Statements made in this communication and related statements that express Penford’s or our management’s intentions, hopes, indications, beliefs, expectations, or predictions of the future constitute forward-looking statements, as defined by the Private Securities Litigation Reform Act of 1995, and relate to matters that are not historical facts. These statements include those regarding the closing of the merger transaction, the expected timing of the merger transaction, the anticipated benefits of the proposed merger transaction, including future financial and operating results, and the potential effects of the merger transaction, including if it does not close.
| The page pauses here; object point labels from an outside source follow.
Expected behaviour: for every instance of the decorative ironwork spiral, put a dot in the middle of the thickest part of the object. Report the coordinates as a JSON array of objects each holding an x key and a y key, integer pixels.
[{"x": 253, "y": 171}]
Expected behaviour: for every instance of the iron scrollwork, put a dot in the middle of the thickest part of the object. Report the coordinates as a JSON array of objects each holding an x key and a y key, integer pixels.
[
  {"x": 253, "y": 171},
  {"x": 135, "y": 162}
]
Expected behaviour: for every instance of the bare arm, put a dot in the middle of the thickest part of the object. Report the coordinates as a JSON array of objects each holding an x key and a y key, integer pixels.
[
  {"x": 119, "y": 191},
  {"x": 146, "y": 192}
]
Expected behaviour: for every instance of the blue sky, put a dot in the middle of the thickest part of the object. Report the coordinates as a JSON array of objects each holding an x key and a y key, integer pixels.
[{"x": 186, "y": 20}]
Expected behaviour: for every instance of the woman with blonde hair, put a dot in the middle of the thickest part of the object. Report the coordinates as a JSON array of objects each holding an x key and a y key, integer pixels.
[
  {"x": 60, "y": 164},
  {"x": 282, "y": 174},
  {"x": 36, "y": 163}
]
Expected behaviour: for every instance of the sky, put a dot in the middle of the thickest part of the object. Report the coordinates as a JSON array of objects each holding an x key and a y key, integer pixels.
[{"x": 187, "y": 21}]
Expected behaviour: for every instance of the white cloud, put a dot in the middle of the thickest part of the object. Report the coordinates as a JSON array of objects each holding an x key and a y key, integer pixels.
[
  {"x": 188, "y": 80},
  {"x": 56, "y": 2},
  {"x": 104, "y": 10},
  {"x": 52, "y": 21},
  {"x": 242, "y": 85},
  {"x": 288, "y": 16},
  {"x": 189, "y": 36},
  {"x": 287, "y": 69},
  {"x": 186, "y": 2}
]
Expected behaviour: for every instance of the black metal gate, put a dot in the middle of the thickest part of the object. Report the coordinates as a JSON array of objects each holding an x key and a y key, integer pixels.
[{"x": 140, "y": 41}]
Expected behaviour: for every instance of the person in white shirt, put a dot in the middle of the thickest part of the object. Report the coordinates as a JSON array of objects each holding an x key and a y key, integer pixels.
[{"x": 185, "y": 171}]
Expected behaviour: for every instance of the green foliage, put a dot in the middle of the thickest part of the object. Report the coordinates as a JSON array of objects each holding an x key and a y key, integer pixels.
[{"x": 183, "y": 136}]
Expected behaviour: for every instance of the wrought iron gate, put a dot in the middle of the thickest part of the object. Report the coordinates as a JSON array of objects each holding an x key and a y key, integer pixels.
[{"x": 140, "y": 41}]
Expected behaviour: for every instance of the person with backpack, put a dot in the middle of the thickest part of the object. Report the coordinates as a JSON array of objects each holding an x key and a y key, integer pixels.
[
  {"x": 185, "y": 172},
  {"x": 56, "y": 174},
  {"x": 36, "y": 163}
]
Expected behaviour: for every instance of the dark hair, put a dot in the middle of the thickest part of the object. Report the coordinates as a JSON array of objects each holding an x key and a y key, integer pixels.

These statements are not guarantees of future performance or events and are subject to risks, uncertainties and assumptions that could cause actual results or events to vary materially from those indicated in this communication, including without limitation: the ability to obtain regulatory of the merger transaction on the proposed terms and schedule; the ability to obtain shareholder approval of the proposed merger transaction; the risk that the strategic and other objectives relating to the proposed merger transaction may not be achieved or that synergies will not be fully realized; disruptions to our business, including customer, employee and supplier relationships resulting from the proposed merger transaction; and the effect of the proposed merger transaction on pricing, spending, third-party relationships and revenues. These risks, as well as other risks associated with the proposed merger transaction, are more fully discussed in our reports filed with the SEC, including our annual report for the year ended August 31, 2013, and subsequent quarterly reports filed with the SEC, which risks and uncertainties are incorporated herein by reference. You are cautioned not to place undue reliance on these forward-looking statements, which speak only as of the date of this communication. Except to the extent required by law, Penford disclaims any obligation to update any forward-looking statements after the distribution of this communication, whether as a result of new information, future events, changes in assumptions, or otherwise.